Le gouvernement malgache se prêterait-il à un exercice de transparence au sujet de la vanille ? Certains veulent y croire. La semaine passée, le Conseil des ministres a présenté des chiffres sur sa filière et ils ne sont pas très bons. 2 000 tonnes de surstocks dont la moitié basée à l'étranger, pour une demande mondiale, l'an dernier, estimée à environ 3 000 tonnes.
L'offre en gousse noire malgache s'annonce colossale cette année, bien au-dessus de la demande mondiale. La vanille préparée pourrait, elle, s'échanger à 20 dollars le kilo, quand elle flirtait avec les 700 dollars en 2018.

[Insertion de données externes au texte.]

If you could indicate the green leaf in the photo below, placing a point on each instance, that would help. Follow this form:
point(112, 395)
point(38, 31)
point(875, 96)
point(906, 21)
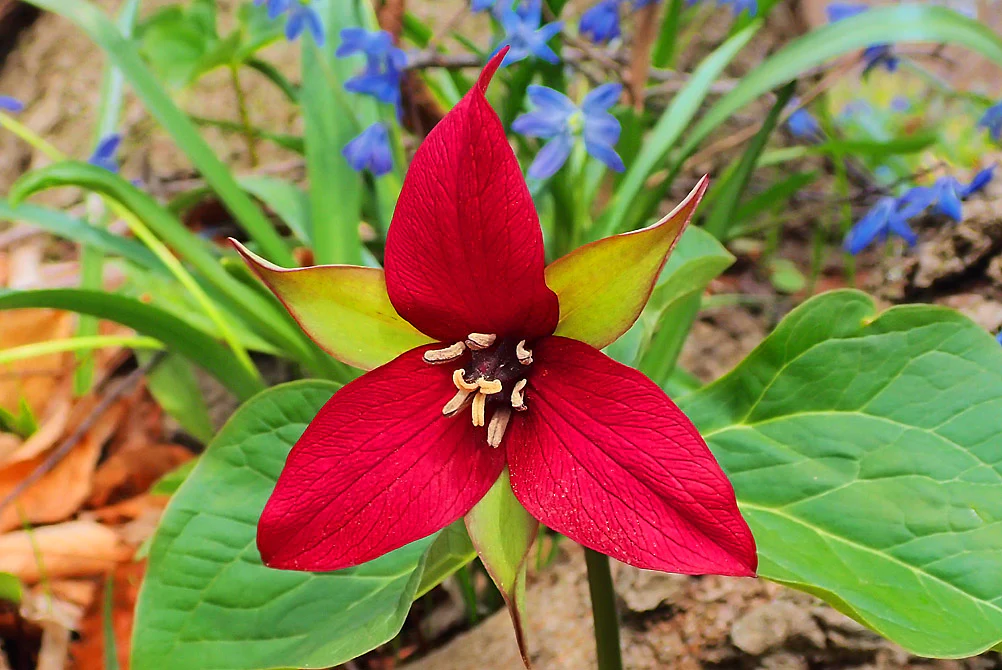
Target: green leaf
point(503, 532)
point(124, 55)
point(177, 335)
point(865, 452)
point(603, 286)
point(899, 24)
point(173, 385)
point(452, 550)
point(59, 223)
point(670, 126)
point(207, 602)
point(10, 588)
point(345, 308)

Pour réduire les effets de ces fluctuations, les autorités ont annoncé des mesures. Depuis cinq ans, le gouvernement promet un assainissement de sa filière phare. La liste tant attendue des exportateurs agréés pour cette nouvelle campagne est encore « en cours de vérification ». Cette liste est censée évincer les opérateurs qui n'ont pas respecté les règles du jeu, lors des précédentes campagnes. La tension est à son comble... et les pressions aussi.
« La professionnalisation de la filière requerra une prise de responsabilité des parties prenantes pour garantir la durabilité de la filière vanille », souligne David Ralambofiringa, ministre de l'Industrie et du Commerce, en déplacement aux États-Unis pour discuter de l'Agoa. Si la gousse noire n'est pas officiellement à l'ordre du jour des rencontres, elle n'en reste pas moins un sujet majeur, confirme le ministre, entre les Malgaches et les Américains, les plus gros acheteurs mondiaux de l'épice.

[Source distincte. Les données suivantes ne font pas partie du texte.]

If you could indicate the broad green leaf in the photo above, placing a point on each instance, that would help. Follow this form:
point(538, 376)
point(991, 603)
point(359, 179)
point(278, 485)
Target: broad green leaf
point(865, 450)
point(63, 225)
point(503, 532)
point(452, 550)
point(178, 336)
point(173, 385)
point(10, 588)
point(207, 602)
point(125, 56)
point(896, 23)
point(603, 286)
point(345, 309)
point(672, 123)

Dans les tuyaux, également, pour améliorer le secteur : un prix plus juste payé aux planteurs. Le Sustainable Vanilla Initiative (SVI), lobby des acheteurs internationaux de la vanille, avait d'ailleurs, lui aussi, poussé pour que le prix export permette d'assurer un revenu décent aux paysans.
En 2019, le tarif de 50 000 ariary le kilo de vanille verte avait fait consensus. Aujourd'hui, dans les campagnes, les prix annoncés aux planteurs sont plutôt autour des 3 000 ariary, moins de 1 dollar. « Je ne peux pas parler au nom de tous mes collègues, mais en tout cas pour ceux qui font du développement durable, payer 3 000 ariary est indécent » lâche Georges Geeraerts, président du Groupement des exportateurs de vanille de Madagascar.
« C'est moins que les tomates alors que l'on a affaire à un produit qui nécessite de grandes surfaces, beaucoup de soins et des années d'attente avant de produire. Pour le bien de la filière et son futur développement, il faut absolument redresser ce prix minimum qui a déjà fait l'objet de nombreuses études et sur lequel beaucoup de gens s'accordent. », ajoute le président du Groupement des exportateurs de vanille de Madagascar.
Rassurer les marchés
Rassurer les marchés sur la qualité intrinsèque du produit et sa durabilité, montrer que des chantiers sont en cours, comme la recherche des sources de contaminants de la gousse, après les découvertes de traces de nicotine sur des gousses ou d'huiles minérales : voilà la stratégie adoptée en ce moment par Madagascar.
Mais il faut aller encore plus loin, soutient Georges Geeraerts : « Il y a un travail à faire sur des marchés émergents. L'Asie et le Moyen-Orient pourraient être intéressés par le produit vanille. Et je pense que ce sont sur ces axes, à moyen et long terme, qu'il faut absolument travailler. »
Fin avril, un symposium international sur la vanille - le premier, depuis quatre ans - sera organisé à New York. À la une des discussions, un grand état des lieux du secteur et de la production de vanille sous serre. Aucun Malgache n'a été invité. Malgré les soubresauts dans la filière, la Grande Île reste le premier producteur mondial de l'épice.